Illustration - Copenhague, huile et vinaigre

Mais la police danoise n’est pas payée pour s’occuper du climat. Peu lui chaut que la Caravane prévît de repartir le 17 décembre, elle confisqua le carburant de substitution et déclara péremptoire qu’il ne serait restitué que le 22. Pourquoi pas à Noël ou au jour de l’An ?
La perspective de raquer pour 250 litres de diesel imprévus au budget agaça l’équipée, et plus encore que sa bonne foi écolo soit mise en cause par des béotiens pro-fossiles. Voilà la Caravane embarquée bien à leur insu dans un combat pour la justice climatique : récupérer l’huile.
Il n’est de pire sourd qu’un commissariat qui ne veut entendre.
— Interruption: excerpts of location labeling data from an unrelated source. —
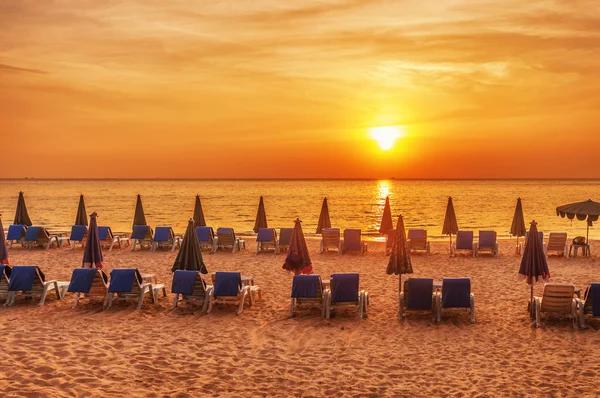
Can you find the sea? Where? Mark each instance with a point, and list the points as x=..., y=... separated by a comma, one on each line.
x=479, y=204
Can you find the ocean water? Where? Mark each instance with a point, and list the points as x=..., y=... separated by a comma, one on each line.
x=481, y=204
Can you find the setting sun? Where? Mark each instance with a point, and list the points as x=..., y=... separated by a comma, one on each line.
x=386, y=136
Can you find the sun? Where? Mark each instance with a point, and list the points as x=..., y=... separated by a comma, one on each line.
x=386, y=136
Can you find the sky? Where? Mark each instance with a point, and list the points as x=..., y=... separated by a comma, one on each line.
x=272, y=89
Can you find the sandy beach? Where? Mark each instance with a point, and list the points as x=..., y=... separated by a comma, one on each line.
x=59, y=351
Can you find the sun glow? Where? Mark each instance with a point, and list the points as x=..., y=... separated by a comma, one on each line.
x=386, y=136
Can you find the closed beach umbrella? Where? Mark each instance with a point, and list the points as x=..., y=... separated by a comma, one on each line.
x=533, y=264
x=189, y=257
x=261, y=216
x=386, y=219
x=324, y=221
x=584, y=211
x=198, y=217
x=298, y=259
x=92, y=253
x=139, y=218
x=81, y=218
x=518, y=226
x=450, y=224
x=21, y=215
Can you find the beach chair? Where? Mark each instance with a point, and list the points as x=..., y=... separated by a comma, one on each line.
x=285, y=238
x=39, y=236
x=557, y=243
x=16, y=234
x=267, y=239
x=330, y=240
x=344, y=290
x=456, y=293
x=463, y=243
x=556, y=300
x=226, y=239
x=417, y=241
x=307, y=291
x=143, y=235
x=418, y=295
x=590, y=304
x=487, y=243
x=165, y=237
x=107, y=237
x=353, y=242
x=88, y=283
x=191, y=287
x=228, y=289
x=31, y=281
x=126, y=284
x=205, y=236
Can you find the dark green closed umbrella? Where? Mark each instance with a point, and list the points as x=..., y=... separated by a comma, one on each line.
x=81, y=218
x=21, y=215
x=189, y=257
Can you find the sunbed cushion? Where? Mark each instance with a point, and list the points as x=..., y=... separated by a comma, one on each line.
x=15, y=232
x=184, y=281
x=227, y=284
x=139, y=231
x=122, y=280
x=78, y=232
x=420, y=293
x=305, y=286
x=344, y=287
x=82, y=280
x=456, y=293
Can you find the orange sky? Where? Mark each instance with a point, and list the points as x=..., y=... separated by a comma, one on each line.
x=266, y=88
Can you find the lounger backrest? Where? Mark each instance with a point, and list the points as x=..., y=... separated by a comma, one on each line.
x=464, y=240
x=16, y=232
x=558, y=297
x=307, y=286
x=417, y=239
x=205, y=234
x=557, y=241
x=456, y=293
x=266, y=235
x=344, y=288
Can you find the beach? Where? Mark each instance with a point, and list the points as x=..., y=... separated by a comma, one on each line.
x=58, y=351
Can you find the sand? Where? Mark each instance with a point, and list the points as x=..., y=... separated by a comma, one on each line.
x=58, y=351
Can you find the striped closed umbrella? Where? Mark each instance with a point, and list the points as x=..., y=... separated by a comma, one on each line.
x=261, y=216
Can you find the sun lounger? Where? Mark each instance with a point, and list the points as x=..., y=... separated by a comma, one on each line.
x=30, y=281
x=417, y=241
x=267, y=239
x=91, y=282
x=463, y=243
x=456, y=293
x=285, y=238
x=330, y=240
x=126, y=284
x=206, y=236
x=418, y=295
x=165, y=237
x=226, y=239
x=557, y=243
x=191, y=287
x=344, y=290
x=308, y=290
x=353, y=241
x=107, y=237
x=557, y=300
x=228, y=289
x=487, y=243
x=590, y=305
x=16, y=234
x=143, y=235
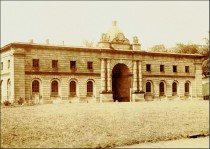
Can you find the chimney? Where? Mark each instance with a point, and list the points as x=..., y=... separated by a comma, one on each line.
x=47, y=41
x=31, y=41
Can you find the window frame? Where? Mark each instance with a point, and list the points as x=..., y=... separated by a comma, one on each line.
x=72, y=88
x=148, y=87
x=54, y=64
x=73, y=65
x=187, y=69
x=174, y=68
x=35, y=87
x=90, y=65
x=162, y=68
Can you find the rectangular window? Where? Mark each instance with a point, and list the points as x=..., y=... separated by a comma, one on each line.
x=8, y=64
x=1, y=65
x=161, y=68
x=72, y=64
x=148, y=67
x=174, y=68
x=186, y=68
x=54, y=63
x=89, y=65
x=36, y=63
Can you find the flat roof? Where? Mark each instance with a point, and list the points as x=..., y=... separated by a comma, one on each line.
x=93, y=49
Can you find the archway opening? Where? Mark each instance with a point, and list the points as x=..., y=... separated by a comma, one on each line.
x=121, y=83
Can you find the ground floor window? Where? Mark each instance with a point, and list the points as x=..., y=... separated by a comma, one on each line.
x=35, y=86
x=161, y=88
x=174, y=88
x=72, y=88
x=89, y=88
x=54, y=88
x=148, y=87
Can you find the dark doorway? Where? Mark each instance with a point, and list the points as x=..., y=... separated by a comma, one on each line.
x=121, y=83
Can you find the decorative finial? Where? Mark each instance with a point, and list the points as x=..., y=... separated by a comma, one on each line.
x=114, y=23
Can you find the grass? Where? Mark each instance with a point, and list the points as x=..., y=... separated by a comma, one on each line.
x=101, y=125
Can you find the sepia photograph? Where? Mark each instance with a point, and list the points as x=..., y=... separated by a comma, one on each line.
x=104, y=74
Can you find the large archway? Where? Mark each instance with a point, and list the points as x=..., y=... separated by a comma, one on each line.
x=121, y=83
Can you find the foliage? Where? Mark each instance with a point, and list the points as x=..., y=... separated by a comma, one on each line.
x=7, y=103
x=158, y=48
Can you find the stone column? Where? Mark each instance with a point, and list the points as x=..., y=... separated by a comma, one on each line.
x=108, y=76
x=102, y=75
x=134, y=77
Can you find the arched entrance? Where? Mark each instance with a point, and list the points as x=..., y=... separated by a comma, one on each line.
x=121, y=83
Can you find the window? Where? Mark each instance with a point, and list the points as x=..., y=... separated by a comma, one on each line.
x=89, y=88
x=72, y=88
x=161, y=68
x=174, y=87
x=148, y=67
x=54, y=88
x=187, y=86
x=54, y=63
x=35, y=63
x=186, y=68
x=161, y=87
x=8, y=64
x=148, y=87
x=89, y=65
x=72, y=64
x=35, y=86
x=1, y=65
x=174, y=68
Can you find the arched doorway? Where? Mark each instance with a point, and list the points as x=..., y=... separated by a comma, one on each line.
x=121, y=83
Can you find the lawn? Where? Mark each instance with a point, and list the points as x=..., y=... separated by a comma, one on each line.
x=101, y=124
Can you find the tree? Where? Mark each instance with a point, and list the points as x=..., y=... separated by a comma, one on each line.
x=186, y=48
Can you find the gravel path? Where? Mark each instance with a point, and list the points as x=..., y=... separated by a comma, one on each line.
x=202, y=142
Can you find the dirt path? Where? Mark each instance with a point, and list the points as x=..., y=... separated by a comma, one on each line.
x=182, y=143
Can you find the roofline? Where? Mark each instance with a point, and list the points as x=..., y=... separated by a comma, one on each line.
x=94, y=49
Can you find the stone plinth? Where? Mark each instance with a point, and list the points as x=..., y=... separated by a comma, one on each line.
x=118, y=46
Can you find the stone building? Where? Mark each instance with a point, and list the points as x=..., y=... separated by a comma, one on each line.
x=117, y=69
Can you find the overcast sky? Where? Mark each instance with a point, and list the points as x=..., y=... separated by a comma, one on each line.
x=161, y=22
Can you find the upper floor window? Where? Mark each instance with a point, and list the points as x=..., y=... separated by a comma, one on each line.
x=72, y=64
x=161, y=68
x=187, y=86
x=54, y=63
x=174, y=68
x=89, y=88
x=148, y=87
x=148, y=67
x=89, y=65
x=8, y=64
x=187, y=69
x=72, y=88
x=2, y=65
x=35, y=86
x=35, y=62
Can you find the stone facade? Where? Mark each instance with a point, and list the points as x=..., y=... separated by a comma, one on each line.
x=115, y=70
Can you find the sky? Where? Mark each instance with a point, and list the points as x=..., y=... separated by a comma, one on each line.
x=153, y=22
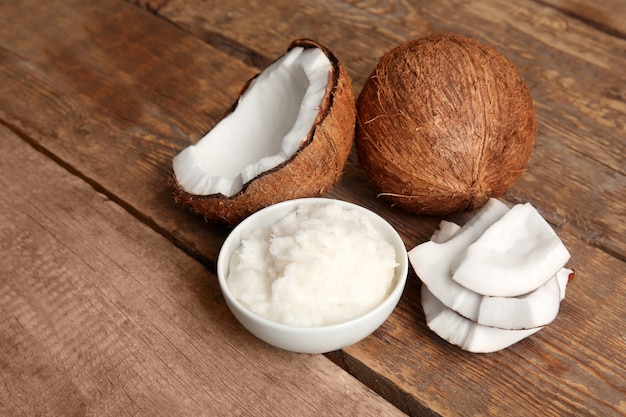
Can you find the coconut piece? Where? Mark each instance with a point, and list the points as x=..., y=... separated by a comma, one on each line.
x=444, y=123
x=287, y=136
x=537, y=308
x=514, y=256
x=467, y=334
x=432, y=261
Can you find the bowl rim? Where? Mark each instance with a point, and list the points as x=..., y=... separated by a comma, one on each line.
x=392, y=297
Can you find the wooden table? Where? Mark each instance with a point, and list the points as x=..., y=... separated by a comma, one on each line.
x=109, y=304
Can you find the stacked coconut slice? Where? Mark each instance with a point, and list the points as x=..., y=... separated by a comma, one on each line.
x=494, y=281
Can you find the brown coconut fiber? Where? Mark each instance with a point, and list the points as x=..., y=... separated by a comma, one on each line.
x=443, y=123
x=312, y=170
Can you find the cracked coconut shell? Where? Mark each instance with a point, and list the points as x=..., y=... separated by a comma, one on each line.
x=443, y=123
x=287, y=136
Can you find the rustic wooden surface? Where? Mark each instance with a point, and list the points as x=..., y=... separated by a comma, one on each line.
x=102, y=316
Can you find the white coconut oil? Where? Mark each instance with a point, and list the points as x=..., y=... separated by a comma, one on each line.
x=321, y=264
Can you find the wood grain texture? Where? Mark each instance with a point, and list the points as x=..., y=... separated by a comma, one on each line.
x=112, y=92
x=103, y=316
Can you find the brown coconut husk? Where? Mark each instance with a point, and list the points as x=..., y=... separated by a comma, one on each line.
x=310, y=172
x=443, y=123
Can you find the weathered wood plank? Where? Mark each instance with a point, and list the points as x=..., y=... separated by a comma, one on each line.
x=103, y=316
x=115, y=100
x=608, y=16
x=118, y=104
x=574, y=70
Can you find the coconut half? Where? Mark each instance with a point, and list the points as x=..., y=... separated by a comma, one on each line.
x=287, y=136
x=534, y=309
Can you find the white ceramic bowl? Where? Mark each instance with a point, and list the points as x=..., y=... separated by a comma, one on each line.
x=311, y=339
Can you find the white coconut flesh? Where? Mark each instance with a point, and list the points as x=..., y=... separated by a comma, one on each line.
x=432, y=261
x=272, y=119
x=537, y=308
x=467, y=334
x=473, y=321
x=514, y=256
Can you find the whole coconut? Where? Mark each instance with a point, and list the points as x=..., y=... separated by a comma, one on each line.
x=443, y=123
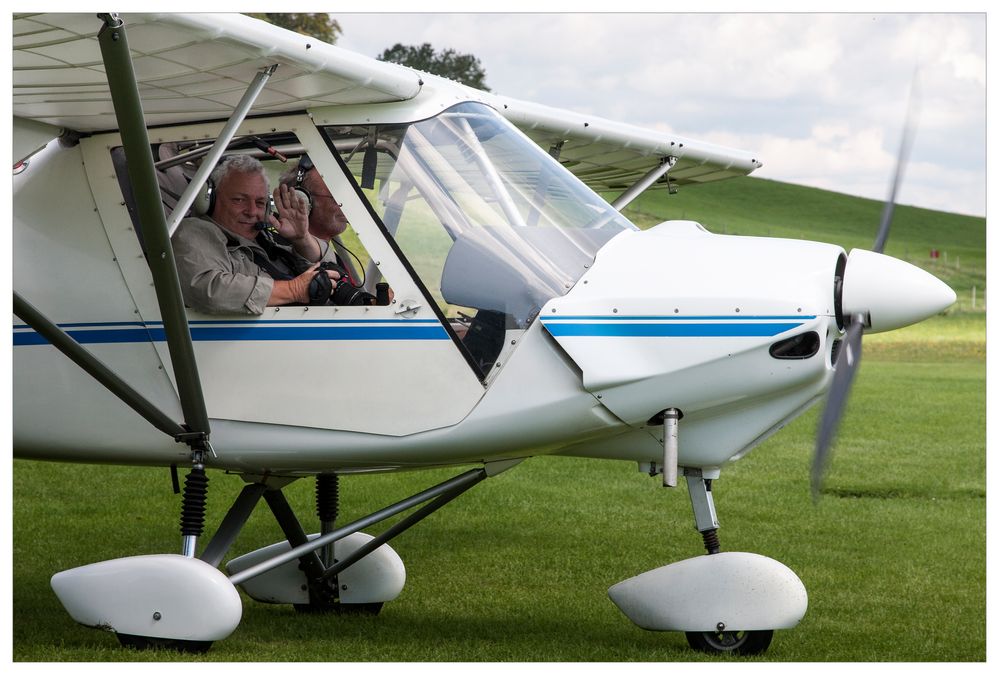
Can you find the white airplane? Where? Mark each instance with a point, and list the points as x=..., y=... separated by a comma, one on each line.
x=527, y=316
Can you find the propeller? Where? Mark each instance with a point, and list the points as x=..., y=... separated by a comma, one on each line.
x=876, y=278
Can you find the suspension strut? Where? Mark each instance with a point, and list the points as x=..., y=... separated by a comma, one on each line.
x=327, y=508
x=192, y=510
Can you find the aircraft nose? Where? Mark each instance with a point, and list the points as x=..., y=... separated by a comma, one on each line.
x=892, y=292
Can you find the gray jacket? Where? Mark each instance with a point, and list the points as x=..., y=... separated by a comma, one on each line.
x=217, y=271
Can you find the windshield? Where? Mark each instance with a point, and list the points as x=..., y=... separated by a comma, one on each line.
x=487, y=219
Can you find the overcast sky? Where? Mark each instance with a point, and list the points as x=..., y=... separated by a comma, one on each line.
x=821, y=99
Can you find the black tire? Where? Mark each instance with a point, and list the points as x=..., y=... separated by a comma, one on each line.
x=744, y=642
x=367, y=608
x=143, y=642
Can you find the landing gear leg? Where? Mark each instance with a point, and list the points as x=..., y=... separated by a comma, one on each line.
x=706, y=518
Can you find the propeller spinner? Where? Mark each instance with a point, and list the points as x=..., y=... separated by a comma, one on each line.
x=878, y=293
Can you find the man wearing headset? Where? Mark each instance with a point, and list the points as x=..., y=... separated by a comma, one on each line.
x=229, y=262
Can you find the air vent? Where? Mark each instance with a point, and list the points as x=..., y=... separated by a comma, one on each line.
x=802, y=346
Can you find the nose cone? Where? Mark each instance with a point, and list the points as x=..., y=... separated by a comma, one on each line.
x=892, y=292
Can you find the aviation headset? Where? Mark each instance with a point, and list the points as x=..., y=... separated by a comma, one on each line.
x=304, y=166
x=204, y=203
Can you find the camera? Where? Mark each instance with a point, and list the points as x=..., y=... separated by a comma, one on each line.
x=325, y=291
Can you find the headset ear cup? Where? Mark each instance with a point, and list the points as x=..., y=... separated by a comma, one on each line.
x=204, y=203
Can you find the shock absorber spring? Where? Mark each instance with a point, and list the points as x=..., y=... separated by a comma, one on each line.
x=711, y=541
x=327, y=497
x=192, y=511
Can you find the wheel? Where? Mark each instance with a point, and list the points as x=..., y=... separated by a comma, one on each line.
x=743, y=642
x=368, y=608
x=143, y=642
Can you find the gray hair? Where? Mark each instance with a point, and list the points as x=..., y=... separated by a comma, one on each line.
x=239, y=164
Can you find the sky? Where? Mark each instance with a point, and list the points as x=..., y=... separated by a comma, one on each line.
x=820, y=98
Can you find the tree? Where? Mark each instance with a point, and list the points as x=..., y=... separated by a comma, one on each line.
x=320, y=26
x=464, y=68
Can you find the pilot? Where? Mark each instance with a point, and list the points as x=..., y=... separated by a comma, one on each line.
x=232, y=260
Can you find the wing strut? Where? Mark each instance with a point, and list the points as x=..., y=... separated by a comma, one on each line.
x=219, y=147
x=644, y=183
x=138, y=154
x=96, y=368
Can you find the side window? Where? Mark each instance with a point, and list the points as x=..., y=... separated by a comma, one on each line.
x=415, y=216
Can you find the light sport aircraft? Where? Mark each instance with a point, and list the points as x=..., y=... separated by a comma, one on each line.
x=528, y=316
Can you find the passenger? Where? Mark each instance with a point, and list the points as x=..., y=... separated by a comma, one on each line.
x=326, y=219
x=229, y=262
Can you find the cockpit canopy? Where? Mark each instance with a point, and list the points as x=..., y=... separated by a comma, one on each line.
x=487, y=219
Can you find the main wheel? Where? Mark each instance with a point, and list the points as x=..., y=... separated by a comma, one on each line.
x=743, y=642
x=368, y=608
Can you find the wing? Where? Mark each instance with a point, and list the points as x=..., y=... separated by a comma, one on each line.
x=196, y=67
x=189, y=67
x=608, y=155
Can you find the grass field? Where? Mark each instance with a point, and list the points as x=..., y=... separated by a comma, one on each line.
x=893, y=555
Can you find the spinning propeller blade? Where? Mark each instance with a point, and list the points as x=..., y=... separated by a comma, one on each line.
x=850, y=349
x=903, y=158
x=846, y=368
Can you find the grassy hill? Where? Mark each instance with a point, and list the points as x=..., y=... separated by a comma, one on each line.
x=758, y=207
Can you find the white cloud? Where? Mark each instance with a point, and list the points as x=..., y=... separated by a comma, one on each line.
x=821, y=98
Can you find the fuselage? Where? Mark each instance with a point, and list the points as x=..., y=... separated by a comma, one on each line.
x=591, y=326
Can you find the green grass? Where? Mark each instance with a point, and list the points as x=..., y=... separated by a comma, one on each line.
x=893, y=555
x=763, y=208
Récriminations, injonctions, menaces de tout dire à la presse et même présentation d’un certificat officiel du ministère de l’écologie français, rien n’y fit, l’huile reste sous séquestre. Le chef invoque la venue d’une commission d’experts scientifiques, chargée d’évaluer si le liquide peut servir à fabriquer des explosifs.
Lundi, l’affaire tourne au vinaigre : la police débarque au Klimaforum des alternatifs et embarque 36 militants pro-bidons pour une garde à vue de plus de 24 heures.
Les flics aboient, mais ça ne passe pas pour la Caravane, qui fait donner les huiles. Bové intervient. Et puis c’est Ségolène (qui est bien là, donc), qui en parle au maire de Copenhague en personne à l’heure de la salade. Deux coups de fourchette plus tard, voilà l’huile soudainement de retour en sainteté. Tout redevient fluide, il n’y a plus de friture sur la ligne, même les experts en explosifs s’y rallient, et le chef de la police de la ville est aux ordres.

La Caravane a récupéré ses bidons. Qu’eussiez-vous voulu qu’elle fit ? Qu’elle portât plainte pour ce comportement inacceptable. Elle y songe. « C’est un symbole des contradictions du Bella center, on ne peut pas laisser passer ça » , se délecte une militante.